Miller: Well, I think Tiger Woods is the greatest athlete ever, but I never bother people about whether they want to come on or not because they’ll come on at their own volition. I like Rick Reilly as a writer, I think he’s brilliant. He’s like a combination of Dave Barry and Jim Murray. I’d hope he’d come on and talk periodically. I like Tom Brady. He’s nails. Josh Beckett. When they need to, they blink once every two hours and they just get it done. I like the look in their eyes. Those are the guys that interest me, the guys with that look.

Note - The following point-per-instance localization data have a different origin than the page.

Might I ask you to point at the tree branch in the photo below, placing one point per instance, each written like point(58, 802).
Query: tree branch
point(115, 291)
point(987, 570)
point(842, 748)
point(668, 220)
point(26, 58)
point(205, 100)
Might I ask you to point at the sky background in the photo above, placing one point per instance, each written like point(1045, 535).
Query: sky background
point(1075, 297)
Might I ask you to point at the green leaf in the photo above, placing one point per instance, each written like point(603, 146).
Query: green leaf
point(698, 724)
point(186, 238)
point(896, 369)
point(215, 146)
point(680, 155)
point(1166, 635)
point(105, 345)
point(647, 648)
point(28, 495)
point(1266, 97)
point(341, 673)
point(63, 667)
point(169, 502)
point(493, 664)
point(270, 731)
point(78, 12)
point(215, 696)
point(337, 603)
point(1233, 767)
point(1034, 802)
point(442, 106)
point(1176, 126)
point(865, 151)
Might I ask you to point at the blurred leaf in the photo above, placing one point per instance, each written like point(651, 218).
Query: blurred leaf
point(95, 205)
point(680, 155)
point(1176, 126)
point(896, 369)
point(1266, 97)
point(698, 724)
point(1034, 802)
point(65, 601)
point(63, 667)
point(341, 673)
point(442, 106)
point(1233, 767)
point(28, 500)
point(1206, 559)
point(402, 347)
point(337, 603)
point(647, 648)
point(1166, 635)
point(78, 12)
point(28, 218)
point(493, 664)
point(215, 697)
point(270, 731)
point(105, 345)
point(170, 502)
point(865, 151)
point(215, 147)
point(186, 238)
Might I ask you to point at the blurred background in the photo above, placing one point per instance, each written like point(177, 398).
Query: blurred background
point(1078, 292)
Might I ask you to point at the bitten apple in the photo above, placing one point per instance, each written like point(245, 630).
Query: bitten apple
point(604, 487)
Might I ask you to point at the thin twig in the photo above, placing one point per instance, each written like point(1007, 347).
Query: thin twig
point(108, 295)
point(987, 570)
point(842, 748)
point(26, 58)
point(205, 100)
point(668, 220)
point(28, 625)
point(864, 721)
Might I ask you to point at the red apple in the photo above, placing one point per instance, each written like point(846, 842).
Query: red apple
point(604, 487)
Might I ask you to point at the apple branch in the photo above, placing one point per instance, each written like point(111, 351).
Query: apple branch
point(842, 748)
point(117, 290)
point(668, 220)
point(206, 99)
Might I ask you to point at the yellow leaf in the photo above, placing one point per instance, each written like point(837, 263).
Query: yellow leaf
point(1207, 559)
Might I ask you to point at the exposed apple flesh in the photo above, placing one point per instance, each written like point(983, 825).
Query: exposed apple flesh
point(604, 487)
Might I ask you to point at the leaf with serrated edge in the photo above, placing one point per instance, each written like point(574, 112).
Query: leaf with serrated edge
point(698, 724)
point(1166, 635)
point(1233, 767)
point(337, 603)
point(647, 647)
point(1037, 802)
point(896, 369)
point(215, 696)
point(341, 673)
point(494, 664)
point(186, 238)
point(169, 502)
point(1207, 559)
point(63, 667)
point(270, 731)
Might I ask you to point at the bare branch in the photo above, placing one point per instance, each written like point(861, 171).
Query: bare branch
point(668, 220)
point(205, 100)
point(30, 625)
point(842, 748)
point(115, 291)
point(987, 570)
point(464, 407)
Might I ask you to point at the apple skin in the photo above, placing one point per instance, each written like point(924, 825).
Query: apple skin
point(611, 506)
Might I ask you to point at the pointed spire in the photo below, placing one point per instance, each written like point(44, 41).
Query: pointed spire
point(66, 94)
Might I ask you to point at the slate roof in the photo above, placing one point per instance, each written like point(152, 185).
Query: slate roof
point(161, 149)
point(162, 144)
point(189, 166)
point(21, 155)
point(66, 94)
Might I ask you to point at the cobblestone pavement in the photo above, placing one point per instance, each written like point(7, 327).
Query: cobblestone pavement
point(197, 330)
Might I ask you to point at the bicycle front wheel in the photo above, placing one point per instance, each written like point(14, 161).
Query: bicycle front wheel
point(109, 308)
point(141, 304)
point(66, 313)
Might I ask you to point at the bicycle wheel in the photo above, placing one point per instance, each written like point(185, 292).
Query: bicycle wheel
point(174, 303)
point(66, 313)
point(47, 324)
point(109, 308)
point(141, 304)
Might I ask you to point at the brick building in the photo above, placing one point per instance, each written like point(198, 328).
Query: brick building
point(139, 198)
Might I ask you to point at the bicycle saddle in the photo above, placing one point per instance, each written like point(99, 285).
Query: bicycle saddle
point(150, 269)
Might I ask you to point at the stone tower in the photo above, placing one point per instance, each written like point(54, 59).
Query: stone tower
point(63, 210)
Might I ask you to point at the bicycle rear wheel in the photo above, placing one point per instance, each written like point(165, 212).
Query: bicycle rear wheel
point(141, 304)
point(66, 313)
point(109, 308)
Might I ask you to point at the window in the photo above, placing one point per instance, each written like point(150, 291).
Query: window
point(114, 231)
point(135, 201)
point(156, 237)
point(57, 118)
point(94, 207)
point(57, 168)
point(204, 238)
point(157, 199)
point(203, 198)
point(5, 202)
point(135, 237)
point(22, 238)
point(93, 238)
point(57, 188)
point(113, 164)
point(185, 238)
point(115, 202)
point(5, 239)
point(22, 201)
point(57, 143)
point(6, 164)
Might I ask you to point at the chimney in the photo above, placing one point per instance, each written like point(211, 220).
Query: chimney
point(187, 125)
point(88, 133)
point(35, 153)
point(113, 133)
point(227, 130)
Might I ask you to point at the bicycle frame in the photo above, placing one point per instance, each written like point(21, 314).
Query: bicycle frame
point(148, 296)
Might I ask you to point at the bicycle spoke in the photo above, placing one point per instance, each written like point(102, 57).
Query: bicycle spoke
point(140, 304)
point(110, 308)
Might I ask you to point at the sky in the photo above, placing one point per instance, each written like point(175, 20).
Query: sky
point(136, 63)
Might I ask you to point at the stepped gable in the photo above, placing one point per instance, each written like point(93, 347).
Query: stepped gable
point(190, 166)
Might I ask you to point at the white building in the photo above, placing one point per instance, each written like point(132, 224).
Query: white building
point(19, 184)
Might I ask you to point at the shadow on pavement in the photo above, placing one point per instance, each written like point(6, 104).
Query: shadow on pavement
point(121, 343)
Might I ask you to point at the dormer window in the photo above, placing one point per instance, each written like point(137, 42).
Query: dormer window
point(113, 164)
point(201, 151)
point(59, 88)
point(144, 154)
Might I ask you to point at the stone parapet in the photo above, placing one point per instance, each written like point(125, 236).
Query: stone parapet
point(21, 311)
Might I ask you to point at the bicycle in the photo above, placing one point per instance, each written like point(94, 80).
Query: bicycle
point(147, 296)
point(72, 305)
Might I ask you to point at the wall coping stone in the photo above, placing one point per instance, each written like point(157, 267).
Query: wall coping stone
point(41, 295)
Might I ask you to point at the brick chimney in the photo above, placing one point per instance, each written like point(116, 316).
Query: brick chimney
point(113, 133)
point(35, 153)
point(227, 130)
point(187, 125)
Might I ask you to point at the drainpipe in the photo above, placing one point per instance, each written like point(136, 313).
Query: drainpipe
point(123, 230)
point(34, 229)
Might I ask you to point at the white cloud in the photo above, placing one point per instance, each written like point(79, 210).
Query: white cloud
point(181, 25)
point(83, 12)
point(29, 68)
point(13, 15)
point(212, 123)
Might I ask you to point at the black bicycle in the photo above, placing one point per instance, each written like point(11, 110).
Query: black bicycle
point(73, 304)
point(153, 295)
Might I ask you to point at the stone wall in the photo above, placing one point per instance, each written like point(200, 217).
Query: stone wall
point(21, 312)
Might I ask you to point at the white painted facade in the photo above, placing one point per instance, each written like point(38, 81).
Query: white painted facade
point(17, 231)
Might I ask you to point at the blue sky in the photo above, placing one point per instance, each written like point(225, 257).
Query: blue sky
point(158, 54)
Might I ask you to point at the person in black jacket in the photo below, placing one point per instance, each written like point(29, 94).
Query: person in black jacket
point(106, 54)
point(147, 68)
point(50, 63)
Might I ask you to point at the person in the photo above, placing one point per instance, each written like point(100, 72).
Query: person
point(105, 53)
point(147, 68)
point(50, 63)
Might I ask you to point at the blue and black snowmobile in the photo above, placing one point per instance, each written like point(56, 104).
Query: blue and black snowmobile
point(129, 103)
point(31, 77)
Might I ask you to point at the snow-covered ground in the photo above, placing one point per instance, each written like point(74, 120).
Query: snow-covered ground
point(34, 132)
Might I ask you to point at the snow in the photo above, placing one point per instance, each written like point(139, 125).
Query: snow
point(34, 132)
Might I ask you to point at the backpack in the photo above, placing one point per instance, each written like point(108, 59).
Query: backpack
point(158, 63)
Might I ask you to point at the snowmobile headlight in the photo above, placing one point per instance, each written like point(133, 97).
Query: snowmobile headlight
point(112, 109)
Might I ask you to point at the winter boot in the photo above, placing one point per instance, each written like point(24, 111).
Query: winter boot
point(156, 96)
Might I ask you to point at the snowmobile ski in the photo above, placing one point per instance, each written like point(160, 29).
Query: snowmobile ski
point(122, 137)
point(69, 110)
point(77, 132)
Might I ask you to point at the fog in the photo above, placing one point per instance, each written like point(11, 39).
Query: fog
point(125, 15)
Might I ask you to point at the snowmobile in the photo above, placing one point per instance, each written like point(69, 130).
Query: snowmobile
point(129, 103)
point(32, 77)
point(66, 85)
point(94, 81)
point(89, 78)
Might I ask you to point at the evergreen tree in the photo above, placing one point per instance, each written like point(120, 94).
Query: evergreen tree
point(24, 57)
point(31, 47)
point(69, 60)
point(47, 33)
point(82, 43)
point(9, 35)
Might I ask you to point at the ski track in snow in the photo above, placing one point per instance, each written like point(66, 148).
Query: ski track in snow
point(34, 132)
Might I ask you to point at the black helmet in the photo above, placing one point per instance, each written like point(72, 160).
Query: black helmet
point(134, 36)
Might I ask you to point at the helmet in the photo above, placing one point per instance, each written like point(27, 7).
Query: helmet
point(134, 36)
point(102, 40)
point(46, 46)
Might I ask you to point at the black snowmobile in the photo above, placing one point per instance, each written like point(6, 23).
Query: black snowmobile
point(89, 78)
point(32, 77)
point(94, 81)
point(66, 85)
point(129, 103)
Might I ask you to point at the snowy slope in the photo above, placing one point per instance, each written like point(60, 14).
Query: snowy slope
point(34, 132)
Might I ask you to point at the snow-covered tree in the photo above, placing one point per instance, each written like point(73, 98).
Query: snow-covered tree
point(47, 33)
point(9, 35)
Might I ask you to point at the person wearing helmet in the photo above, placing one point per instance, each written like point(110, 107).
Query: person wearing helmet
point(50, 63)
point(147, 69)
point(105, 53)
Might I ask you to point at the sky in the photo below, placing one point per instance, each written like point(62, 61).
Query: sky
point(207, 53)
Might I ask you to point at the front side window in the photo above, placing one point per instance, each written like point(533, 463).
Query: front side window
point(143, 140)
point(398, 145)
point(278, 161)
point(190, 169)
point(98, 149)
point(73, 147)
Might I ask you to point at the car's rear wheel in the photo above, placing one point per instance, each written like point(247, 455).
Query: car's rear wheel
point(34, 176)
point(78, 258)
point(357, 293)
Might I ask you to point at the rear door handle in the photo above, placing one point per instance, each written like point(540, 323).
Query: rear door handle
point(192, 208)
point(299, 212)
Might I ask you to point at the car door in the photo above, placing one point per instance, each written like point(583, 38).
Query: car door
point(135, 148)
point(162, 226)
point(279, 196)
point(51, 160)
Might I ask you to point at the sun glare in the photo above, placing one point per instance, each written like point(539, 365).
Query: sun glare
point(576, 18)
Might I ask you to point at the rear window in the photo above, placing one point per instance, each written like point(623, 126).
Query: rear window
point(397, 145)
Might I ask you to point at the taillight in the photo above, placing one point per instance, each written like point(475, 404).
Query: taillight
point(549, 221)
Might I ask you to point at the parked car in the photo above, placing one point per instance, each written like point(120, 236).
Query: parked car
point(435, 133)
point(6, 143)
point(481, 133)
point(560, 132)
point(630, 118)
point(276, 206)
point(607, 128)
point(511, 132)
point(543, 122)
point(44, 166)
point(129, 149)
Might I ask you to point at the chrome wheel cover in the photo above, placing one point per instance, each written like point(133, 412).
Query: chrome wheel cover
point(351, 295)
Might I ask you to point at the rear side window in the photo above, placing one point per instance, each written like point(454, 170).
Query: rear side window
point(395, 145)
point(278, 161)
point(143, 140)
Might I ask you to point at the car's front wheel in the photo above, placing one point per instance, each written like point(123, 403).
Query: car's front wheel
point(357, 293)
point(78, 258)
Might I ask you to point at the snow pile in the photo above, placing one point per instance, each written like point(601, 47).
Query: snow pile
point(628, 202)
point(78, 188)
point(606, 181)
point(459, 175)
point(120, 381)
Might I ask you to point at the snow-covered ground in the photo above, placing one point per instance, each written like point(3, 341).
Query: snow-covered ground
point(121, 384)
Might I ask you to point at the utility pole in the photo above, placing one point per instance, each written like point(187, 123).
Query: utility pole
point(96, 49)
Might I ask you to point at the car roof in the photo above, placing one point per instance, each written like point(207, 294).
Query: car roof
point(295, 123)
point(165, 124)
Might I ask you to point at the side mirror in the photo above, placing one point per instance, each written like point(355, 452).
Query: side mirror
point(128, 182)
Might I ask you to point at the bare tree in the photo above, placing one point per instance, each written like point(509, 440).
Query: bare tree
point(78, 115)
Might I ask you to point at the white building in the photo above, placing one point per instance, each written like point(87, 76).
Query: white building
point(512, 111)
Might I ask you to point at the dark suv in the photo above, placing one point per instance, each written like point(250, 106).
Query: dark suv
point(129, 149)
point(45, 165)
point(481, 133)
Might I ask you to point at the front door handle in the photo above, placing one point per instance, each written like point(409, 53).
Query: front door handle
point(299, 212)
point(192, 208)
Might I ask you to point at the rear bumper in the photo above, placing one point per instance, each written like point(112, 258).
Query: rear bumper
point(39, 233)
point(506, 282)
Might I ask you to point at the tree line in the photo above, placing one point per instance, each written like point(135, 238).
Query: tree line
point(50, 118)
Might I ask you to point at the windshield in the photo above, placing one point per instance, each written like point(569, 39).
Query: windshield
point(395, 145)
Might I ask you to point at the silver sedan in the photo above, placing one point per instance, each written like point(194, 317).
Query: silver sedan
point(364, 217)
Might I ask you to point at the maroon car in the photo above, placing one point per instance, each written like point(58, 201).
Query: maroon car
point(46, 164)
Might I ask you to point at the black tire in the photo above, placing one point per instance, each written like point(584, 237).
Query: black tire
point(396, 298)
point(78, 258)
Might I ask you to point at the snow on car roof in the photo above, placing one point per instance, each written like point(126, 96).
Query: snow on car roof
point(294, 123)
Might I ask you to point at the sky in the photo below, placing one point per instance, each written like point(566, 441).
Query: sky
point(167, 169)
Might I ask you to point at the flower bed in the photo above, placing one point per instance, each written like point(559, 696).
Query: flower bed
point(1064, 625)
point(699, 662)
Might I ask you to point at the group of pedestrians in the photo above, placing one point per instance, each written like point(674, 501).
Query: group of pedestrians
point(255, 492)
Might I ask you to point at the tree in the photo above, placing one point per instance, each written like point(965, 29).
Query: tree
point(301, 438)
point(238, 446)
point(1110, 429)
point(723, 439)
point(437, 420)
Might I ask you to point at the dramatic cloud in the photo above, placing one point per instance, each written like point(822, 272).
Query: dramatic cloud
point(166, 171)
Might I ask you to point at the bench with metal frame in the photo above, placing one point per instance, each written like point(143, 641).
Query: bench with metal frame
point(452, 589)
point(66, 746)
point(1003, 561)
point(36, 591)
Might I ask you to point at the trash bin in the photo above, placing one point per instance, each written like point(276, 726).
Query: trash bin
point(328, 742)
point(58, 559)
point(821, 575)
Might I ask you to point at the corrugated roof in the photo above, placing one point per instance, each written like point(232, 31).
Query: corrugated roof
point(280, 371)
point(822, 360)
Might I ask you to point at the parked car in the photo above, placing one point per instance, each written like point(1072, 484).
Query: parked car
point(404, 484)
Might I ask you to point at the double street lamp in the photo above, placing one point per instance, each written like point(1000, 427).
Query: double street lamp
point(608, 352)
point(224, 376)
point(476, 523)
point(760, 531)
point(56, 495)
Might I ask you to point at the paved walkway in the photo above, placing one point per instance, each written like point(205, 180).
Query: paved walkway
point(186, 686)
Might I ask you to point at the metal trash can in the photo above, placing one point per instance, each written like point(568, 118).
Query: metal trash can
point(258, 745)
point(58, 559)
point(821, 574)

TV Guide: What do you like about sports today?
Miller: I like that it’s resolution in a world where obviously we live in the most serious of times, it is a resolution on a daily basis of a non-life-and-death matter. You can get scores at the end of the day and everything is figured out in a world where for god’s sake there is so much heartache and so much gray area. I find something calm in the resolution of sports. It happens on a Tuesday and you get a whole bunch of resolutions the next day. I find it calming in that regard.

TV Guide: On the flip side, what do you like least about sports today?
Miller: I’ll be honest with you, I’m a traditionalist. I think that Henry [Hank] Aaron earned that record and I don’t know exactly what Barry Bonds was popping down his gullet. But I do know that when I watched him come up with the Pirates, he was a pretty live character, and then one day I tuned in and he was as big as the Michelin Man. It saddens me because I think Aaron did it the right way. I guess the times are changing and I’m starting to sound like the old men I used to poke fun at. Things always change.

TV Guide: What sports do you watch?
I love NBA hoops, the NFL, postseason baseball. I don’t watch it as much during the season because they broke my heart in 1994 when they canceled the Series. I can watch a little curling. I don’t know what the hell they are doing, but I like it when they take the big tea kettle, slide it down the ice and start sweeping. It looks funny to me.

TV Guide: Since you'll be on basic cable, are you going to have to tone anything down?
Miller: No. I did Monday Night Football for two years and the closest I ever came to cursing was pronouncing Marshall Faulk’s name when he was playing for the Rams, so it’s pretty easy except when announcing a Marshall Faulk game.